As to how the $2\pi$ become $\pi/6$, the explanation is simple. The person wanted a $4$ on the "inside". But if you multiply by $4$, you also have to divide by $4$, in order to leave the integral unchanged. This division was done on the outside. Earlier, the $1/3$ had been brought outside.
I think the layout of the calculation was not as good as it might be, it tends to create confusion. First of all, I would write the area formula as $\int_0^3 2\pi\frac{x^3}{3}\sqrt{1+x^4}\,dx.$
The reason for this is that the $2\pi$ "belongs with" $x^3/3$, the expression $2\pi x^3/3$ represents the circumference of a certain circle.

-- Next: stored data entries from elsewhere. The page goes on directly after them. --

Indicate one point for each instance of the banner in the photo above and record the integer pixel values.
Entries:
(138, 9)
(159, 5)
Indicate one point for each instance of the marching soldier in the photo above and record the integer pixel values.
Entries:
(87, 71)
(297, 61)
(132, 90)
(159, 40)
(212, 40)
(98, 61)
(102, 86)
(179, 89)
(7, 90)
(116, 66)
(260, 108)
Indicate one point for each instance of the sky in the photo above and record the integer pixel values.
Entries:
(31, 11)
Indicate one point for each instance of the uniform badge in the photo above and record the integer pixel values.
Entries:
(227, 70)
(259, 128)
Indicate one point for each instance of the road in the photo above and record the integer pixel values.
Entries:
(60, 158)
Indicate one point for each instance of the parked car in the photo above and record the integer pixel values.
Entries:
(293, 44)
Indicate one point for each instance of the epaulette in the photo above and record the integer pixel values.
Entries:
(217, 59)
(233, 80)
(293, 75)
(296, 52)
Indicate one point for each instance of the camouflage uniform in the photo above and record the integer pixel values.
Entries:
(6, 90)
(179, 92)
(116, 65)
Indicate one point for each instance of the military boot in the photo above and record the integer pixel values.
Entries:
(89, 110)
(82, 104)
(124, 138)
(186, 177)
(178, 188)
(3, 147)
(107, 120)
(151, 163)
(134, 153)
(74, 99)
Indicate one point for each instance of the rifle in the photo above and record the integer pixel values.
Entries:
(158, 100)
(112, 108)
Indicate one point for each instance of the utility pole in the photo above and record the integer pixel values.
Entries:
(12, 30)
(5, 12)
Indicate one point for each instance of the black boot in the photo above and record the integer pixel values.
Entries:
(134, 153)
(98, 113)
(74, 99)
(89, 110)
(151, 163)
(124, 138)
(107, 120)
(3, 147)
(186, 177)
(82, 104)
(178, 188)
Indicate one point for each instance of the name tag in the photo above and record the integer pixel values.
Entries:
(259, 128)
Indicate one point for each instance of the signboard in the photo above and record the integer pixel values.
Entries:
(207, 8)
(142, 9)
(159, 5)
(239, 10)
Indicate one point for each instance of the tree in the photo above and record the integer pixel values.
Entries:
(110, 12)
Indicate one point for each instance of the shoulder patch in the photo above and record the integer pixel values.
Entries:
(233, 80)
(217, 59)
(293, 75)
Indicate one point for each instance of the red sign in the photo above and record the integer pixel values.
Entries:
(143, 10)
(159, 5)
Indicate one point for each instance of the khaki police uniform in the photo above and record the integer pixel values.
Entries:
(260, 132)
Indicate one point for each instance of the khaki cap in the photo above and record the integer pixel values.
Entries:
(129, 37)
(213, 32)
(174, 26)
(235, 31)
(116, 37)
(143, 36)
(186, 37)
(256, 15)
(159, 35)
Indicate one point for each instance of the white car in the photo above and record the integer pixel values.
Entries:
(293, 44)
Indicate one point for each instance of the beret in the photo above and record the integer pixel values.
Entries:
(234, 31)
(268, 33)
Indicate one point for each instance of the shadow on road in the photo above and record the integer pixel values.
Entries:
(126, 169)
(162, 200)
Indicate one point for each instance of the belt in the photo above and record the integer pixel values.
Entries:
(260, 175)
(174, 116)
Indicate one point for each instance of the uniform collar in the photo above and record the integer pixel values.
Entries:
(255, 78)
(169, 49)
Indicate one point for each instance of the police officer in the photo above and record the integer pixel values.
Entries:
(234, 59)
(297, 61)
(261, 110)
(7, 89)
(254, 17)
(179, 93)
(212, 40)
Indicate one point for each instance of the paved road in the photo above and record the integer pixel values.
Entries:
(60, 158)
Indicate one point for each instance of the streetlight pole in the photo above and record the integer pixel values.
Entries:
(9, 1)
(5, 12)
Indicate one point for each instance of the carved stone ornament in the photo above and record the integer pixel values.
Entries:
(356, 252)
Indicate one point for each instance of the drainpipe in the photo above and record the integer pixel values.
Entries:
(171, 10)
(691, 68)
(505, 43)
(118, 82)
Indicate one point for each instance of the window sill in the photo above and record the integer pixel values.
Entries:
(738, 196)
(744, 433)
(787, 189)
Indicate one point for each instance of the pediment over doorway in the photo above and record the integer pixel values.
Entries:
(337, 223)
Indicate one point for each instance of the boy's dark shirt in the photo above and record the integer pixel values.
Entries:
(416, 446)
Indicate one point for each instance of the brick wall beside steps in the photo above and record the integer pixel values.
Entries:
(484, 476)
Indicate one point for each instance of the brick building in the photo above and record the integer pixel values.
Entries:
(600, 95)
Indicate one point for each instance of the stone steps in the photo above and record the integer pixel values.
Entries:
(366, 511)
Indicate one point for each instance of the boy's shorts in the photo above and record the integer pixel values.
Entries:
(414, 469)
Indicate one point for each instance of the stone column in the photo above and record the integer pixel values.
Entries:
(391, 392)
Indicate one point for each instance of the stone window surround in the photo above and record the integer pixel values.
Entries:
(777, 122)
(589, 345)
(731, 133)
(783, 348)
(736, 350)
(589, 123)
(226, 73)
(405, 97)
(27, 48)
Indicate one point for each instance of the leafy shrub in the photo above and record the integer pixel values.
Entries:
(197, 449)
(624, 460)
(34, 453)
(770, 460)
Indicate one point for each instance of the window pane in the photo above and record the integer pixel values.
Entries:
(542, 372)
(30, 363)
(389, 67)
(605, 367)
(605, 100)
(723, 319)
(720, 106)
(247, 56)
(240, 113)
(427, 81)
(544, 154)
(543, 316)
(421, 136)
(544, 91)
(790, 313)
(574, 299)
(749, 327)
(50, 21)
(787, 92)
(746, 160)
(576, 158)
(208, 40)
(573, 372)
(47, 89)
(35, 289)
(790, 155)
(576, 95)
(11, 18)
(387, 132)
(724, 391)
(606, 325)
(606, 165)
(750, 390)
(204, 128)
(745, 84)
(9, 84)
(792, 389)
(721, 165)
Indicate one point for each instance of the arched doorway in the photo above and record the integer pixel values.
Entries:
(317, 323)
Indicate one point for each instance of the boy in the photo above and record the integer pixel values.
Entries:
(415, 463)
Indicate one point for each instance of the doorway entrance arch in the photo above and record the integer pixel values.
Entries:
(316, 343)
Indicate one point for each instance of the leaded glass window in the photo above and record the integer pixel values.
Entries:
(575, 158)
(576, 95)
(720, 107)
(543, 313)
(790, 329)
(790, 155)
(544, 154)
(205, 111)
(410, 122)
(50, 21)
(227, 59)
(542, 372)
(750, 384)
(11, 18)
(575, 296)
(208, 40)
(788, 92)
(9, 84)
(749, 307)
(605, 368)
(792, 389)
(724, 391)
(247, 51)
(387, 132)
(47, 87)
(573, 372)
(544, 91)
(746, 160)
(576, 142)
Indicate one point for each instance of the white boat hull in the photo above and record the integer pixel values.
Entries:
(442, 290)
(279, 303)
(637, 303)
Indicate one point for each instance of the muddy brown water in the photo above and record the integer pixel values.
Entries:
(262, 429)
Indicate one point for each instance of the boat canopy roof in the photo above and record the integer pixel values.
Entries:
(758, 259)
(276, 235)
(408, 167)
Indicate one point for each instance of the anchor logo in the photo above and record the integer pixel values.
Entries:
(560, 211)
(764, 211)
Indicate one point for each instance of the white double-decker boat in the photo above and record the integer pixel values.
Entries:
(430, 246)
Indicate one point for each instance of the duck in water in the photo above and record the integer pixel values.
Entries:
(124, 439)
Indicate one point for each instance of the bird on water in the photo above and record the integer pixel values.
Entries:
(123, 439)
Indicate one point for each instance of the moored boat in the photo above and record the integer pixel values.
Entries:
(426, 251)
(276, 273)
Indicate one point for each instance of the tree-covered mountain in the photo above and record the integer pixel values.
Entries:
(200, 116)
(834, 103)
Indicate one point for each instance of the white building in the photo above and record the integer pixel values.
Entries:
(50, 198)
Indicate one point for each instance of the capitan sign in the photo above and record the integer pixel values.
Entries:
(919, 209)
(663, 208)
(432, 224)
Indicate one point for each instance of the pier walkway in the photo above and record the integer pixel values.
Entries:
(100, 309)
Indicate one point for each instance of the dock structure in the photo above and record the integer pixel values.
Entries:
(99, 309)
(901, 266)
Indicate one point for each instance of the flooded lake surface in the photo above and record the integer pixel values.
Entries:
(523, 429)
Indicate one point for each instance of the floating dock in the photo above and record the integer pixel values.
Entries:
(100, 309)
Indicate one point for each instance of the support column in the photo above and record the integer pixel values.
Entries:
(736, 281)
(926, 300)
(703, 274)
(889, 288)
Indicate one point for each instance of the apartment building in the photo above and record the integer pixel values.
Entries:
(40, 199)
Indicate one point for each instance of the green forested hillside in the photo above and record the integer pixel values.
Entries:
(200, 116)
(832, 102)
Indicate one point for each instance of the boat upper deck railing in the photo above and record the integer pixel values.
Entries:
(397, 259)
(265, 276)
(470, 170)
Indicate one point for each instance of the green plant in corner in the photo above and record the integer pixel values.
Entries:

Then for the indefinite integral, I would probably do the substitution more mechanically and less magically, by letting $u=x^4$.
Then $\dfrac{du}{dx}=4x^3$, and therefore $du=4x^3\,dx$, so $x^3\,dx$ (which appears in the expression, if we rearrange a bit) is $(1/4)\,du$. Thus $\int 2\pi\frac{x^3}{3}\sqrt{1+x^4}\,dx=\int\frac{2\pi}{(3)(4)}u^{1/2}\,du.$ Now if you like bring the constant to the outside, though it looks pretty happy inside to me.
I would expect that by now you have learned how to substitute for the limits of integration. So actually I would write $\int_{x=0}^{x=3} 2\pi\frac{x^3}{3}\sqrt{1+x^4}\,dx=\int_{u=0}^{u=81}\frac{2\pi}{(3)(4)}u^{1/2}\,du.$